I use cattle panels as well. I don't make cages with them, I just attach a 16' panel to a few T-posts then tie the tomato plants to the panel. It works well for peas, cukes, beans or anything else that has a tendency to crawl.

Peppers? They're on their own.

In case you're not familiar with them...


----------



## -prepper-

I use a topsy turvy and it works amazing for me ! But I've also heard bad reviews with the topsy turvy!


----------



## ContinualHarvest

We do something like that with Master Gardeners. It works well for beans and peppers too.


----------



## rawhide2971

*My raised bed support system for Tomatoe Plants*

My raised Bed with my rather elaborate way of supporting my tomato plants. I am fortunate enough to have been able scrounge the support and ent when our plant shut down manufactruing and most of the metal went to the scrap bins. I add suport cross pieces as the plants grow.


----------



## fishparts2003

Trying out the weave method this year. Doing a small tomato raised bed garden. After watching how this is done it seems like the perfect idea. Beefsteak, sunsugar, striped, and 2 cherry at far right. 
Weaving not done yet, after the plants get a little taller.


----------



## *Andi

Greenhouse peppers ...


----------



## rawhide2971

*Updated view of Tomatoe Frame as of June 10*

Thought I would update the view of the Tomatoe Plants as they grow through the frame. I add the cross pieces and if needed I do use some plastic ties to help support the plant as the weight of the fruit can sometimes pull the plant to one side or the other. I like to use old Panty hose but the wife and daughter really don't wear them much and so I don't have much of a supply anymore.
I do use some EMT as straight up support. I find that the 1/2 works well. I buy some 3/4 and crimp one end and cut the lenght of it to about 18 inchs and pound it into the ground and then slide the 1/2 inch into it. The secure the plant to the 1/2 as it grows. I know some may question the cost of the EMT but over time its pretty cost effective. Some of the EMT I have scavenged but a bundle usually runs about $18 -$20 for 10 = 10 ft sections and I cut them down to about 6 ft long or so and some of the ones I have are 6 years old and still going strong. At the moment I have 60+ plants most are 3-5 foot high and should start harvesting this week (here in SC). Some people aroound here have already pulled a few but I kind of got mine in a week or so late and the cool spring set me back.


----------



## JayJay

Rawhide--I am trying the same thing with string..my tomatoes aren't high enough yet for the first tie up(almost)...but if they get like most tomatoes in this area, will get 5/6 feet high; so after first tie up(at two feet) with string and panty hose from dollar tree, will tie up again at another foot.


----------



## badman400

I realize I'm resurrecting an old thread, but I use a way that was passed from my grandfather, that works very well to support the plants and fruit, allowing the plants to reach 7-8 ft tall. 

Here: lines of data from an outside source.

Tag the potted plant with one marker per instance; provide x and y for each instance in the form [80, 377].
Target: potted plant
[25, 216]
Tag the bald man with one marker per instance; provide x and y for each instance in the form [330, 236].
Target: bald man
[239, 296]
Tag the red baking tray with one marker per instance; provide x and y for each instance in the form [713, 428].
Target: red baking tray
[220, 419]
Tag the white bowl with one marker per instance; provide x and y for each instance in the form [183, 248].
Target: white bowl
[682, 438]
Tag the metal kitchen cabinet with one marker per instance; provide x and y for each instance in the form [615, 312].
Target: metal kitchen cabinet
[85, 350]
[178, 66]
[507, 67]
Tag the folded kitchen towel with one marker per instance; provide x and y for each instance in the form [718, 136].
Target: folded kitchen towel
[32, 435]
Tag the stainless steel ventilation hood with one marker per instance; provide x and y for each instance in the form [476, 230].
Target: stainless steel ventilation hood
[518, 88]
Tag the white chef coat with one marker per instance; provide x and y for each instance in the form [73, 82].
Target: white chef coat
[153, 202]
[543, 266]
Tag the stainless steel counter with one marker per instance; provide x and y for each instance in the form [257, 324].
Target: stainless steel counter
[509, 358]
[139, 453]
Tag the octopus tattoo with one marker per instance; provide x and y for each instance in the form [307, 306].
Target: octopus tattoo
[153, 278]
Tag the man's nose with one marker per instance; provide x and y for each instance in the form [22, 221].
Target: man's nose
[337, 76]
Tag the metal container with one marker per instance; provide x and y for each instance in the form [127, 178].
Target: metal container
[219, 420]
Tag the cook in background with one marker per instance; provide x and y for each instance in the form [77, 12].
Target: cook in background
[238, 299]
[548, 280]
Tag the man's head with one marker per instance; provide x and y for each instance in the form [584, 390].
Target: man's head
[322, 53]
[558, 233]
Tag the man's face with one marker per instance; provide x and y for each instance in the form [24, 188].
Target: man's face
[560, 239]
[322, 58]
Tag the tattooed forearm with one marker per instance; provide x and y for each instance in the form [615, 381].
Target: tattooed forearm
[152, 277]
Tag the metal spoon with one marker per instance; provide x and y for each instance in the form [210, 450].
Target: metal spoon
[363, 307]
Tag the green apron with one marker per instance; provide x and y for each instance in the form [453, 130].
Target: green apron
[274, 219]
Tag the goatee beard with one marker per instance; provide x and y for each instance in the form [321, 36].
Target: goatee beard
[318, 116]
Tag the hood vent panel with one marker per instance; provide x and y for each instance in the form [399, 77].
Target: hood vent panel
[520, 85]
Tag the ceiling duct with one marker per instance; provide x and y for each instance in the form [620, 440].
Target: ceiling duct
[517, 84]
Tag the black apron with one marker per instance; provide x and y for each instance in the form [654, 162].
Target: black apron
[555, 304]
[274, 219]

First I bought a 50 ft. roll of 5ft tall hog wire fencing. It is also used as reinforcement wire in small concrete projects like porches or garage floors. I had one of my sons cut the wire into lengths that would make a 2.5 ft diameter circle cage. After the plants reached a couple of feet in height I then used stakes to anchor them into place around the plant. As the plants grow, I would slide 3 foot lengths of bamboo or other thin wood rods through the squares under the limb and fruit that needed support, and out through a square on the other side. I would keep adding these crisscrossing sticks as needed all the way to the top. 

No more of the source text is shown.